Sukhwinder Sohal

“Tasmania has a high number of smokers and the number that are vaping continues to rise, so research in this area is critical.”

Growing up in a city called Amritsar in the Punjab state of India, Dr Sohal was a curious child – always fascinated by medicine and science. He came to Tasmania in 2006 to pursue A PhD at the University of Tasmania. Before this, he earned a Masters in Biochemical Pharmacology, a Masters in Molecular Biology and Biochemistry and a Bachelor of Science from universities in India and Southampton, in the United Kingdom.

It was here that he did research on the immunopathology of asthma at Southampton General Hospital. After repeatedly seeing staff and patients smoking outside the hospital, it led him to the question: what is this doing to their lungs? This interest brought Dr Sohal to Tasmania in 2006, where he pursued a PhD in immunopathology of smoking-related chronic lung disease at the School of Medicine and Menzies Research Institute.
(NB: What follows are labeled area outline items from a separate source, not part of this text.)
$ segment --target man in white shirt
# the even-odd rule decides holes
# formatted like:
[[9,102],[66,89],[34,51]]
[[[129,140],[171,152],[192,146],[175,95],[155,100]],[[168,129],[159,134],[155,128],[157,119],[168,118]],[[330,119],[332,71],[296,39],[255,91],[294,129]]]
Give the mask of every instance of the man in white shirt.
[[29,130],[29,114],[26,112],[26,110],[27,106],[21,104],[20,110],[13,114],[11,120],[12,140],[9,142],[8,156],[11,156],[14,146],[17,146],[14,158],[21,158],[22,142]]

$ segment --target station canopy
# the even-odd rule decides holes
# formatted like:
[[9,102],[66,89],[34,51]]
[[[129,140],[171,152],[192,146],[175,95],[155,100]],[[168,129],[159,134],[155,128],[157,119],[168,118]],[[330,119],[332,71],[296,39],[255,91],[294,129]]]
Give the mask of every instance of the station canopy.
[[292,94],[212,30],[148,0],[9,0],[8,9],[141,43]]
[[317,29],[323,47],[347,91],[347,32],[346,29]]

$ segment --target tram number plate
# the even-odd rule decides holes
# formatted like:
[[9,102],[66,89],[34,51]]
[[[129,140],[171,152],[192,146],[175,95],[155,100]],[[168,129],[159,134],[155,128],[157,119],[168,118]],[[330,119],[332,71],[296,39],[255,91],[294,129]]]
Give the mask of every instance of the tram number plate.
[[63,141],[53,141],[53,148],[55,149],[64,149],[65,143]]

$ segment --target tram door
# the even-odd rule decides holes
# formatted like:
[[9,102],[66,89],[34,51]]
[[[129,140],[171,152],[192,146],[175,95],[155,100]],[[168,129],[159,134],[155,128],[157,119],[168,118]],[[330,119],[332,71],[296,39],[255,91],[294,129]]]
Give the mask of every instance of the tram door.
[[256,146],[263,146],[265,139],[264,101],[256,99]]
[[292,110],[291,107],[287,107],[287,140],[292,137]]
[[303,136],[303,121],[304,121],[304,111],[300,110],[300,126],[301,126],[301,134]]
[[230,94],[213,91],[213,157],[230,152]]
To this day Dr Sohal continues to research respiratory health.

The Clifford Craig Foundation has supported a number of research projects from Dr Sohal over the years, including:

  • Evaluating the role of endothelial to mesenchymal transition in the pathogenesis of idiopathic pulmonary fibrosis & pulmonary hypertension

  • Are newly introduced electronic smoking devices safe for smoking cessation and implications for SARS-COV-2 infection (COVID-19)?

  • The establishment of Tasmania's first lunch cancer registry: a North and North-West collaborative initiative

  • The evaluation of new therapeutic targets in idiopathic pulmonary fibrosis (IPF): insights from Australian IPF registry tissue analysis 

  • The prevalence of asthma-chronic obstructive pulmonary disease overlap syndrome (ACOS) in North-West Tasmanian populations: understanding and translation to early therapy

  • Epithelial mesenchymal transition (EMT) in the lungs and airways in Idiopathic Pulmonary Fibrosis

Dr Sohal is currently leading the Respiratory Translational Research Group (RTRG) at UTAS’ School of Health Sciences in Launceston. The team are focussed on discovering and identifying novel mechanisms that may act as exciting new therapeutic targets for treating chronic lung diseases. The research group investigates cellular and molecular mechanisms underlying chronic lung diseases such as chronic obstructive pulmonary disease (COPD), Lung Cancer, Asthma-COPD Overlap Syndrome (ACOS), Asthma, Pulmonary hypertension, Idiopathic pulmonary fibrosis (IPF) and Lymphangioleiomyomatosis (LAM).

In 2019 Dr Sohal was the first to report on heat-not-burn tobacco products (electronic cigarettes or vaping), showing that those devices are determinantal to lung health and should not be considered as a safe alternative to traditional tobacco smoking. That study was recently noted in the World Health Organisation 2020 tobacco products information sheet informing global policy. It also informed the European Respiratory Society mission statement on new tobacco products and supported Lung Foundation Australia and the Australian Government with their policy around heated tobacco products.

Similarly, in response to the COVID-19 pandemic Dr Sohal’s group investigated if smokers and patients with COPD are at higher risk for infection and disease. This body of work has been noted in the World Health Organisation report on the global tobacco product epidemic, 2021: addressing new and emerging products. Through their research, Dr Sohal’s team demonstrated that smoking and vaping are risk factors for the development of COVID-19 and post COVID-19 interstitial pulmonary fibrosis.